Strategic Air Command
From 1958, the Boeing B-47 Stratojet wings of Strategic Air Command (SAC) began to assume an alert posture at their home bases, reducing the amount of time spent on alert at overseas bases. The SAC alert cycle divided itself into four parts: planning, flying, alert and rest to meet General Thomas S. Power’s initial goal of maintaining one third of SAC’s planes on fifteen minute ground alert, fully fueled and ready for combat to reduce vulnerability to a Soviet missile strike.[1] To implement this new system B-47 wings reorganized from three to four squadrons.[1][2] The 531st was activated at Plattsburgh Air Force Base as the fourth squadron of the 380th Bombardment Wing.

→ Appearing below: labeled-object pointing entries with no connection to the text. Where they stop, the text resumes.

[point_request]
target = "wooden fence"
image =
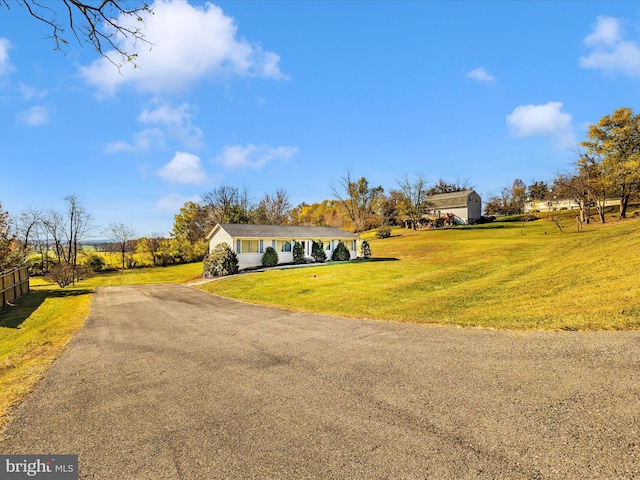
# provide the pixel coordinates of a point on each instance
(13, 284)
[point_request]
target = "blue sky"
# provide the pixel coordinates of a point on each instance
(290, 94)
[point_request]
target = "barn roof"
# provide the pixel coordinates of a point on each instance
(450, 200)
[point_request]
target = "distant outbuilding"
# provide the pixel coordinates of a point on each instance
(466, 206)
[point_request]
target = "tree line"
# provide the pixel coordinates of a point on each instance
(356, 205)
(607, 166)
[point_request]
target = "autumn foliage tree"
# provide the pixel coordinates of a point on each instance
(357, 198)
(612, 157)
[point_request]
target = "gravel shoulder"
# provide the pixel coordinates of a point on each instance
(169, 382)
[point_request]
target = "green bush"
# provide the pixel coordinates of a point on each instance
(222, 261)
(317, 251)
(298, 253)
(341, 253)
(365, 249)
(383, 232)
(270, 257)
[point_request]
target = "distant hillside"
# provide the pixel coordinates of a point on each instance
(505, 274)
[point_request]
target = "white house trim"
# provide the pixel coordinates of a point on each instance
(250, 241)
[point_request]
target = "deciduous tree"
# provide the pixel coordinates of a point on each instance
(274, 209)
(357, 197)
(99, 23)
(413, 195)
(613, 155)
(121, 234)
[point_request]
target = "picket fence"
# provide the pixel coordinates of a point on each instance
(13, 284)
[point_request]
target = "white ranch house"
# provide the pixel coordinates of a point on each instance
(250, 241)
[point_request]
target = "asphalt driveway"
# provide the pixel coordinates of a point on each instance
(169, 382)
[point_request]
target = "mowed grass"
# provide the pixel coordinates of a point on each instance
(35, 330)
(497, 275)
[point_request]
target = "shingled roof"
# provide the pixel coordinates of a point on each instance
(241, 230)
(449, 200)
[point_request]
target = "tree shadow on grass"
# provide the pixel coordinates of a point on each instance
(13, 315)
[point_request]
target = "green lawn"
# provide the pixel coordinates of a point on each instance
(35, 330)
(497, 275)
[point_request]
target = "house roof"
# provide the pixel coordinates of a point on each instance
(290, 232)
(449, 200)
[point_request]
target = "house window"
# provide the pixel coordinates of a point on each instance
(250, 246)
(284, 246)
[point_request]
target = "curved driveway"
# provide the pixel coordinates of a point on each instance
(169, 382)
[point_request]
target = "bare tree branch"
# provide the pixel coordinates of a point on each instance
(98, 23)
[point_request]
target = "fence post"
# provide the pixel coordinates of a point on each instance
(13, 284)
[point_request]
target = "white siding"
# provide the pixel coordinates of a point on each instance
(221, 237)
(249, 260)
(474, 204)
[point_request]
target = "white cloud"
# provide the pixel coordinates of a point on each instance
(184, 168)
(5, 64)
(610, 52)
(29, 93)
(542, 120)
(480, 74)
(142, 141)
(605, 32)
(34, 117)
(174, 202)
(176, 121)
(188, 43)
(252, 156)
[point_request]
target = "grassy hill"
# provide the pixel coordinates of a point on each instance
(506, 274)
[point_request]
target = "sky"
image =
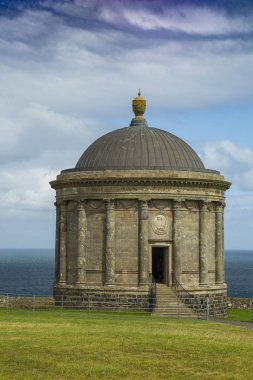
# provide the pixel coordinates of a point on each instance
(70, 69)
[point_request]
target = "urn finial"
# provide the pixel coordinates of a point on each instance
(139, 106)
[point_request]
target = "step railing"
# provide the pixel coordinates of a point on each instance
(153, 293)
(198, 304)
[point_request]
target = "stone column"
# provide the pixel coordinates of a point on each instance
(143, 244)
(57, 243)
(177, 236)
(203, 234)
(63, 243)
(110, 243)
(219, 244)
(81, 243)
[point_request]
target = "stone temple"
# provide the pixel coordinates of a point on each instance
(138, 208)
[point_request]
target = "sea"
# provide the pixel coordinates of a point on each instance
(31, 272)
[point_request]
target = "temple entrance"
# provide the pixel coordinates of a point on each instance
(159, 264)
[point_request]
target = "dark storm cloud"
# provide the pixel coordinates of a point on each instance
(150, 18)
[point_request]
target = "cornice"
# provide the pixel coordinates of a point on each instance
(141, 182)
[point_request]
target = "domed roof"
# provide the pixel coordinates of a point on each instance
(139, 147)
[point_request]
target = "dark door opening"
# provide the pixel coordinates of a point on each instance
(158, 267)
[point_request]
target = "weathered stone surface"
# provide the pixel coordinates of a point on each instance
(127, 213)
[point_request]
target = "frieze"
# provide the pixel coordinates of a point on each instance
(160, 204)
(223, 185)
(126, 204)
(95, 204)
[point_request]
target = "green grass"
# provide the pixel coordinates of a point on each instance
(242, 315)
(89, 345)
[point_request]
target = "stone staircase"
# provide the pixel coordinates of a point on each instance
(168, 304)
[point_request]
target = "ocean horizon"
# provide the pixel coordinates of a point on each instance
(31, 272)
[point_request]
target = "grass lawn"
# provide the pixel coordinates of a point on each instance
(90, 345)
(240, 315)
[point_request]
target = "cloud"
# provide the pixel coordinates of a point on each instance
(186, 19)
(68, 73)
(25, 189)
(235, 162)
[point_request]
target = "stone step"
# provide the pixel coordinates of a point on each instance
(168, 304)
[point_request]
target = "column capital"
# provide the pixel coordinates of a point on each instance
(109, 203)
(220, 206)
(62, 203)
(144, 203)
(81, 203)
(203, 206)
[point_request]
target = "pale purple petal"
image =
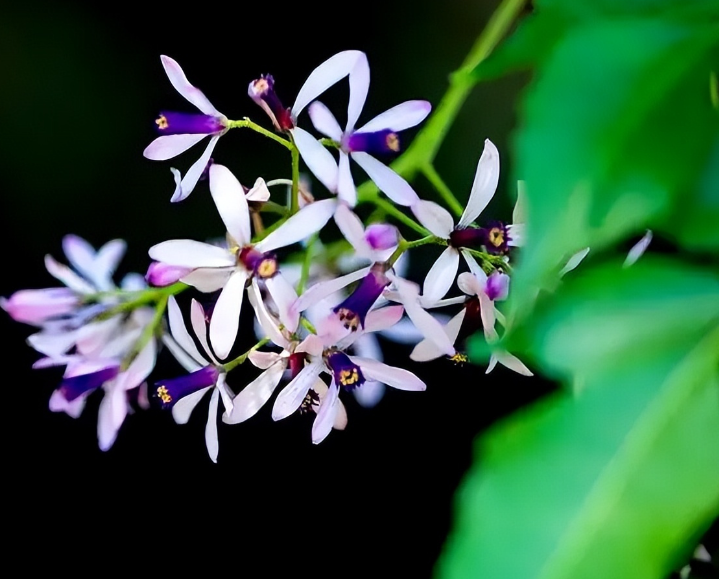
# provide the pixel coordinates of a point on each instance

The alert commitment was increased to half the squadron's aircraft in 1962 and the four squadron pattern no longer met the alert cycle commitment, so the squadron was inactivated on 1 January 1962.[2]
Lineage
- Constituted 531st Bombardment Squadron (Heavy) on 28 October 1942
- Activated on 3 November 1942
- Inactivated on 20 February 1946
- Redesignated 531st Bombardment Squadron (Very Heavy) on 13 May 1947
- Activated in the reserve on 29 May 1947
- Redesignated 531st Bombardment Squadron (Medium) on 26 June 1949
- Ordered to active service on 1 May 1951
- Inactivated on 16 May 1951
- Activated on 1 May 1959
- Discontinued, and inactivated, on 1 January 1962.
Assignments
- 380th Bombardment Group, 3 November 1942 – 20 February 1946
- Attached to: Royal Australian Air Force, 28 April 1943 - 1 March 1945
- Fourteenth Air Force, 29 May 1947
- 380th Bombardment Group, 16 June 1947 – 16 May 1951
- 380th Bombardment Wing, 1 May 1959 – 1 January 1962.
Stations
- Davis-Monthan Field, Arizona, 3 November 1942
- Biggs Field, Texas, 2 December 1942
- Lowry Field, Colorado, 4 March-19 April 1943
- Manbulloo Airfield, Australia, c. 28 April 1943
- Long Airfield (Long Strip), Australia, c. 5 December 1943
- RAAF Base Darwin, Australia, 21 July 1944
- San Jose, Mindoro, c. 1 March 1945
- Motobu Airfield, Okinawa, c. 15 August 1945
- Fort William McKinley, Luzon, C. 28 November 1945 – 20 February 1946
- MacDill AFB, Florida, 29 May 1947 – 16 May 1951
- Plattsburgh Air Force Base, New York, 1 May 1959 – 1 January 1962
Aircraft
- B-24 Liberator, 1942–1945
- B-29 Superfortress, 1947–1951
- B-47 Stratojet, 1959–1961
Operational history
Combat in Southwest and Western Pacific, c. 21 May 1943 – 24 July 1945. Reserve B-29 squadron, activated during Korean War. Aircraft and personnel reassigned to other active duty squadrons then squadron inactivated w/o/p/e. SAC Medium bomber (B-47) squadron (1959–1962).
See also
References
This article incorporates public domain material from the Air Force Historical Research Agency website http://www.afhra.af.mil/.
- 1 2 Schake, p. 220 (note 43)
- 1 2 "Abstract (Unclassified), History of the Strategic Bomber since 1945 (Top Secret, downgraded to Secret)". Air Force History Index. 1 April 1975. Retrieved March 4, 2014.
- Maurer, Maurer, ed. (1982) [1969]. Combat Squadrons of the Air Force, World War II (PDF) (reprint ed.). Washington, DC: Office of Air Force History. ISBN 0-405-12194-6. LCCN 70605402. OCLC 72556.
- Schake, Col Kurt W. (1998). Strategic Frontier: American Bomber Bases Overseas, 1950-1960 (PDF). Trondheim, Norway: Norwegian University of Science and Technology. ISBN 978-8277650241. Retrieved July 27, 2015.